En los alrededores de la Embajada de Estados Unidos, donde el huracán se ensañó con el edificio, colindan ciudadelas y sótanos de edificios reconvertidos en apartamentos que las penetraciones del mar anegaron de agua hasta el techo.
Magda, madre soltera de tres hijos, quien vende clandestinamente aseos, ropas o memorias flash que llegan a La Habana en maletas de las ‘mulas’, cree que la mala suerte la persigue.
“No sé la razón, pero el destino se ensaña conmigo. Lucho para mantener a mis hijos, soy una persona honesta, no robo y no chivateo a nadie. Y tengo una mala fortuna que no la brinca un chivo. Llevo medio siglo tratando de vivir como Dios manda e intentando salir de la pobreza. Pero no hay manera. Ahora el gobierno se apea con la noticia de que va a vender los materiales de la construcción a mitad de precio. Son tontos o se hacen. ¿No se dan cuenta que aquéllos que vivimos mal no es porque seamos masoquistas, es que nuestros ingresos no nos permiten vivir mejor? A la gente, como yo, que se le cae el techo en su cabeza la única manera de reparar sus casas es que el Estado corra con todos los gastos”, dice Magda enfadada.
A lo largo y ancho del país existe un debate franco sobre cuál debiera ser la estrategia en materia de viviendas que permitan enfrentar de los desastres naturales. Algunos piensan que se deben crear pólizas de seguro a precios asequibles, otros opinan que proyectistas e ingenieros debieran diseñar viviendas más resistentes al paso de los huracanes.
“Es un circulo vicioso. Cada año el Estado te vende tejas y materiales de la construcción de mala calidad, y al año siguiente, cuando entra un nuevo ciclón, el viento te vuelve a destruir el techo o la casa. ¿Por qué no hacen los techos de placa?

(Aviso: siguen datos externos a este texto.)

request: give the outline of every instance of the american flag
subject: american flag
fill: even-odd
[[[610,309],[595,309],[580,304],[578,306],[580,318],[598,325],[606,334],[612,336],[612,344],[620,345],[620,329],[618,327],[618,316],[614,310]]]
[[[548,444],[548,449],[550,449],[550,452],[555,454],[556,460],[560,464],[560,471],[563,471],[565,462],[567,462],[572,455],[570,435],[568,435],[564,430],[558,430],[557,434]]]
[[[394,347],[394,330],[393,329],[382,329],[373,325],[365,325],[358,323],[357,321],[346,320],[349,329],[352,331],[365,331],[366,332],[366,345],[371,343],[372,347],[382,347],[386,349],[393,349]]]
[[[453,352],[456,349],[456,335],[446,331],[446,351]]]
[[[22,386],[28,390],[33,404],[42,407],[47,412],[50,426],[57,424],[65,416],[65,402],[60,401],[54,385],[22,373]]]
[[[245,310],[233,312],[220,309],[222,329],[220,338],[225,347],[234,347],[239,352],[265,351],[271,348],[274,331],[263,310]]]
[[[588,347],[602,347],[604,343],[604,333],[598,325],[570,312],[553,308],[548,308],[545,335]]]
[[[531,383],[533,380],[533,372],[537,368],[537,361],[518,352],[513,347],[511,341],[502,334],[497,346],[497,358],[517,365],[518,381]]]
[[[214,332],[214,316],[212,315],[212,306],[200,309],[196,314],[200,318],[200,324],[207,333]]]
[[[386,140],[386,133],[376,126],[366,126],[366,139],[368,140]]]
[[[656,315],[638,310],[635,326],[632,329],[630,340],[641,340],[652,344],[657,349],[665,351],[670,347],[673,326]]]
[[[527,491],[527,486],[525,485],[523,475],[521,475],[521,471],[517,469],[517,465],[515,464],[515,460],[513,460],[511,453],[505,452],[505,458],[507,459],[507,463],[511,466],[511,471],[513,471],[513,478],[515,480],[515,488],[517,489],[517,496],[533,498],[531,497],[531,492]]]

No hace falta ser un genio para ver que el ciclón siempre afecta a los más pobres. Ninguna casa de Siboney o Miramar, donde residen los pinchos, sufrió afectaciones por Irma”, acota Eulogio, vecino de un solar en El Vedado.
Dos semanas después que el meteoro Irma devastara a su paso miles de viviendas, escuelas, hoteles, cosechas, granjas avícolas e instituciones estatales, los pobladores de los municipios más afectados están a punto de estallar.
Un pescador, de paso por La Habana, que vive en la localidad de Isabela de Sagua, 331 kilómetros al este de la capital, indica que “el ciclón Irma prácticamente borró del mapa a mi pueblo. El 90 por ciento de las viviendas sufrieron afectaciones parciales o derrumbes totales. Demorará años podernos recuperar. Si el ciclón María hubiera pasado por Cuba, detrás tendría que venir Jesús y orar por nosotros”.
Cincuenta y ocho años después de que un huracán llamado Fidel Castro estableciera el comunismo en la Isla, sepultando la libertad de prensa, el multipartidismo y convirtiendo la democracia en palabrería hueca, los ciclones son el adversario a derrotar. Afectan a Cuba, el Caribe y a Estados Unidos, el enemigo número de uno de los hermanos Castro. Cada vez son más poderosos y más destructivos. El ingenio humano, que fue capaz de poner un hombre en la luna, crear internet y erradicar epidemias mortales, no ha encontrado métodos efectivos que disminuyan sus daños.
Mientras la autocracia verde olivo siga repartiendo tejas y materiales que solo alcancen para reparar afectaciones menores, y mientras siga construyendo poco más de ocho mil casas sólidas anuales, la furia de los huracanes fácilmente devastarán los pueblos a su paso. Y los pobres, como siempre, serán los más afectados.